For instance, PK/PD studies involve lots of blood samplings and can boast higher dropout rates, which suggest this high burden on patients. In addition, these extra clinical hurdles for interchangeability may increase doubts or suspicions about biosimilars. Not being a patient facing a switch in treatment myself, I can imagine reassurance would be a particular benefit of engaging in and sticking with these trials in the long run. And there are certainly patients willing to participate in clinical trials for the greater good. However, members of the roundtable, including myself, questioned how realistic it is to expect there’d be an adequate number of altruistic patients willing to participate in these rigorous trials.
Is History Bound To Repeat Itself?
I’ve written a few articles highlighting the need to look abroad to get a better picture of biosimilar safety and efficacy. As one biosimilar veteran once argued, “Those in Europe know where the deepest holes in the road [to patient access] lie.” As such, it would be fitting for U.S. companies and other biosimilar stakeholders to observe how some European stakeholders have communicated the facts about and importance of biosimilars. After all, they have 10 years of positive biosimilar experience.
But one question posed during a regulatory panel discussion was whether the U.S. would repeat the EU’s biosimilar journey and allow caution to keep the market 10 years behind. Starting out, Europe was just as cautious, according to the panel members, all of whom are based abroad. But with 10 years without any serious problems and a growing base of successful switching data, Steinar Madsen of the Norwegian Medicines Agency argued, quite passionately, against the separate FDA and European Medicines Agency (EMA) approval processes. He pointed out that not only is going through separate review processes a waste of resources, but there is no scientific reason companies and regulators should go through the same analytical and clinical work to earn a regulatory “yes” on both sides of the Atlantic.

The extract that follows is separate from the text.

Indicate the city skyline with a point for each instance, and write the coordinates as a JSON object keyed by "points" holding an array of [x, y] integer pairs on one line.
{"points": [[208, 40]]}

Now, this isn’t to say regulators aren’t working to streamline their opinions on scientific differences through FDA/EMA parallel reviews, as well as through the biosimilar cluster with Canada and Japan. We’ve also seen some flexibility with the FDA and EMA in terms of comparator use, patient populations, and trial designs.
But, if we were to ask , “What do companies need in their data package to appeal to doctors?” the answer in the U.S. would be “a lot.” In fact, in the U.S., we’re seeing many of the first arrivals to the market boasting hefty data packages. In some cases, these companies are likely striving to appeal to physicians’ currently rigid demands for more clinical and comparative data. And as interchangeability becomes a reality in the U.S., there will continue to be pressure for more data — at least for the companies looking to pursue that designation. As such, Madsen admits history will likely repeat itself in the U.S. But his hope is it will not be another 10 years of caution, especially as biosimilar makers set their sights on creating biosimilars for orphan drugs. Moving forward into orphan drug territory, it will be imperative for there to be more comfort over smaller or fewer biosimilar clinical trials because of these small patient populations.